The results of the cosine similarity calculations are as follows:

SBERT
Cosine Similarity Scores: [0.1356698, 0.076096766, 0.015867135, 0.58982027]

OpenAI Ada
Cosine Similarity Scores: [0.7172783545691249, 0.727737901177177, 0.8542776604362744, 0.7744492503622011]

As can be seen from the above results, OpenAI’s Ada model outperformed SBERT in detecting similarity across languages. All the cosine similarity scores from the OpenAI model were above 0.7, whereas the scores from SBERT were much lower.

Implications and Next Steps

These results suggest that the OpenAI Ada model might be a more suitable choice for tasks involving multiple languages or when semantic similarity is required across different languages.

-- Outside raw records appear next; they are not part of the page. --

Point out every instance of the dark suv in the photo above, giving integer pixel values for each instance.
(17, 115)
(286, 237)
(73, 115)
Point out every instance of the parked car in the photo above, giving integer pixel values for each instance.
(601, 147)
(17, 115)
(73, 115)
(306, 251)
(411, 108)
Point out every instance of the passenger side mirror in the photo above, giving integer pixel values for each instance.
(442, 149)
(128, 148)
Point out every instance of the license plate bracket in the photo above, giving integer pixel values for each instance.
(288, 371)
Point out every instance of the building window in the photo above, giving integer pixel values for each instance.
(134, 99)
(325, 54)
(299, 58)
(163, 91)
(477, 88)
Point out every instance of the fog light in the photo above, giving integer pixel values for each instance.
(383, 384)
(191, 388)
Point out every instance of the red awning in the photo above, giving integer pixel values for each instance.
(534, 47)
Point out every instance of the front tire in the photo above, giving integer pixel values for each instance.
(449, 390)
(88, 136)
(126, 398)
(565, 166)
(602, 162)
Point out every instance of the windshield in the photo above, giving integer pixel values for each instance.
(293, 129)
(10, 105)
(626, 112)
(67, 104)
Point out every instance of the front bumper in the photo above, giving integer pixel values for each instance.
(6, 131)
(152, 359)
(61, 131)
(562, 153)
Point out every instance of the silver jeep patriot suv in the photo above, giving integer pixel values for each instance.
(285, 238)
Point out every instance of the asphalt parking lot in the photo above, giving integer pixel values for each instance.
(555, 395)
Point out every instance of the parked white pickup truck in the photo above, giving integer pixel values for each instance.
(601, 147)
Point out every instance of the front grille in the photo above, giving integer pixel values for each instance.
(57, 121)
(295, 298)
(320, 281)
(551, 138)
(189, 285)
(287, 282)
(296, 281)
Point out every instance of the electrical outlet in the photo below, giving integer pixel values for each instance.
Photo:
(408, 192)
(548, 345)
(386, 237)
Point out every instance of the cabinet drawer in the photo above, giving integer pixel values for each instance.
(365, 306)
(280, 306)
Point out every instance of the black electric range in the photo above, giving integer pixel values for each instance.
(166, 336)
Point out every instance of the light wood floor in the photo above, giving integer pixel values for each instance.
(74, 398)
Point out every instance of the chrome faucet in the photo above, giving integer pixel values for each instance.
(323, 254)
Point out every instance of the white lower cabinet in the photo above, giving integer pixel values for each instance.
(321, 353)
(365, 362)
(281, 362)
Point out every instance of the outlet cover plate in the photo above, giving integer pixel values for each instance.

SBERT, while not performing as well in this experiment, may still be suitable for tasks within a single language context, especially where fine-tuning capabilities are required.

However, it’s important to conduct further tests before concluding which model is most suitable. Such tests might include more metrics and larger datasets, and they should take into account the limitations and strengths of each model.

In light of these results, we are interested in hearing the community’s thoughts and plans regarding contrastive training for cross-language samples. This kind of training, where the model is trained to bring semantically similar samples closer together in the embedding space and push dissimilar samples apart, could potentially improve performance on tasks involving multiple languages.

Please feel free to share your thoughts, ideas, and any plans you might have related to this topic.